Three years ago, we published an article titled “Traceability Will Be Key Differentiator” in Food Logistics magazine. We began the article with this assertion: “Within five years, the ability to track, trace and recall products throughout the supply chain will differentiate CPG companies that expand their business from those that close their doors.”
The Produce Traceability Initiative (PTI) represents a potential industry-wide breakthrough for CPG traceability. With its vision of “supply chain-wide adoption of electronic traceability for every case of produce by the year 2012,” PTI will offer CPG enterprises the opportunity to not only increase food safety and avoid recalls, but also optimize internal operations to increase efficiency and profitability.
While state-of-the-art ERP solutions like SAP Business All-in-One it.cpg will help companies fulfill each point on the PTI “Action Plan” (creation of GTIN numbers; encoding information on barcodes; etc.), technology is not a magic bullet. The true value of PTI will be seen in how it prompts companies to examine their internal policies, procedures and practices.
Track-and-trace technology is nothing in and of itself.
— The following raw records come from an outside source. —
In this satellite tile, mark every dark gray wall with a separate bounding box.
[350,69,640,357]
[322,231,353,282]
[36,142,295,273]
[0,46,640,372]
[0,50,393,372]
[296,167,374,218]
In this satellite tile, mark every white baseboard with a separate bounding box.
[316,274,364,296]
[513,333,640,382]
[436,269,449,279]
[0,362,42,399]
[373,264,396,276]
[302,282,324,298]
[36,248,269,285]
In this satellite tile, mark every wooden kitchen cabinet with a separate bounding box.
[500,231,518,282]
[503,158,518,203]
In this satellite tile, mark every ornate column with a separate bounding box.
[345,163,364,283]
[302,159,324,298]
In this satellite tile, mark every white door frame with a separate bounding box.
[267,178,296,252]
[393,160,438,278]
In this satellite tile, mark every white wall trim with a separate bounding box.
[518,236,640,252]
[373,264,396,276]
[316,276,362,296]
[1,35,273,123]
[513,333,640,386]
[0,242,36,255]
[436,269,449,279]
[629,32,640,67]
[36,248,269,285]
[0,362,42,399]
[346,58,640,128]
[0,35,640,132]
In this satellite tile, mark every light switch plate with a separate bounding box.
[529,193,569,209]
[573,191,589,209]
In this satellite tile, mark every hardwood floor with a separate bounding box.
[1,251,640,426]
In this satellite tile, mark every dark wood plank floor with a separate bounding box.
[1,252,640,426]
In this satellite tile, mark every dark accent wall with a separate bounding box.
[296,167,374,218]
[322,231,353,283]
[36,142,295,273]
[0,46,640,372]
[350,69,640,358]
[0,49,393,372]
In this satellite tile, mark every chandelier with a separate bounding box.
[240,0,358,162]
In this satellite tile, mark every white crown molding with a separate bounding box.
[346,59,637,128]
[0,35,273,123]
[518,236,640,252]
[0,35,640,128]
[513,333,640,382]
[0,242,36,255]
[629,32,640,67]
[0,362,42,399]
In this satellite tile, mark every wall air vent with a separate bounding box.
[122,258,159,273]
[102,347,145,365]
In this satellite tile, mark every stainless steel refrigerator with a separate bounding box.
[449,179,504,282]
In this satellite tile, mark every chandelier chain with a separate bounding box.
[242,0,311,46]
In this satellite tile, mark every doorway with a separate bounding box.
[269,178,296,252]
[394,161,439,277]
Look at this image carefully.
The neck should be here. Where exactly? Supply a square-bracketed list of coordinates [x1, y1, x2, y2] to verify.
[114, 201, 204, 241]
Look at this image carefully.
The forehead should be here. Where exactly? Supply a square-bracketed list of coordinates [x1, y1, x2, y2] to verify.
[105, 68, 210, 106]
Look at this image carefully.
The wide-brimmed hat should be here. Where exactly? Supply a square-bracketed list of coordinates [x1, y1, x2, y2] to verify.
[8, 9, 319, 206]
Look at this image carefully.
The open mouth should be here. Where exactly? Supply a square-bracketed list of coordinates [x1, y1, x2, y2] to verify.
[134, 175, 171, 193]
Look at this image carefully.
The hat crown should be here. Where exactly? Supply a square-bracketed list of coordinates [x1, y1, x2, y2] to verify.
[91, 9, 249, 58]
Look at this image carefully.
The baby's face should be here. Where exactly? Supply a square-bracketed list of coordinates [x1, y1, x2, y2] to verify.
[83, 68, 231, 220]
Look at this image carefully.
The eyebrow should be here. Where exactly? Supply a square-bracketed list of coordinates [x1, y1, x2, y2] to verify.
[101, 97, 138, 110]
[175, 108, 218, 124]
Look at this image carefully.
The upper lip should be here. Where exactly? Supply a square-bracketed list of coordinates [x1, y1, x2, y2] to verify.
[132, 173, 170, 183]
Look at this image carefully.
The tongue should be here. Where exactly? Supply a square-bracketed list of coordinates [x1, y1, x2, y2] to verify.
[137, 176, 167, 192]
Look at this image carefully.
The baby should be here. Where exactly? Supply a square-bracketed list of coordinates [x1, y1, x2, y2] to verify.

Companies must have solid internal reporting practices and overall strategies already in place in order to capitalize on sophisticated software. Even a world-class tool like SAP-powered it.cpg depends on trained users inputting clean information. Thus, prior to adopting a software solution, companies must undergo change management by reviewing—and when necessary, revising—policies, procedures and practices around traceability.
The need for change management will come as unwelcome news to those who regard ERP solutions like SAP as a magic bullet. However, as PTI will make abundantly clear, traceability and change management are inextricably linked. Companies willing to briefly endure short-term pain points regarding cost, time and changed status quo will gain comprehensive supply-chain vision, and flourish as a result.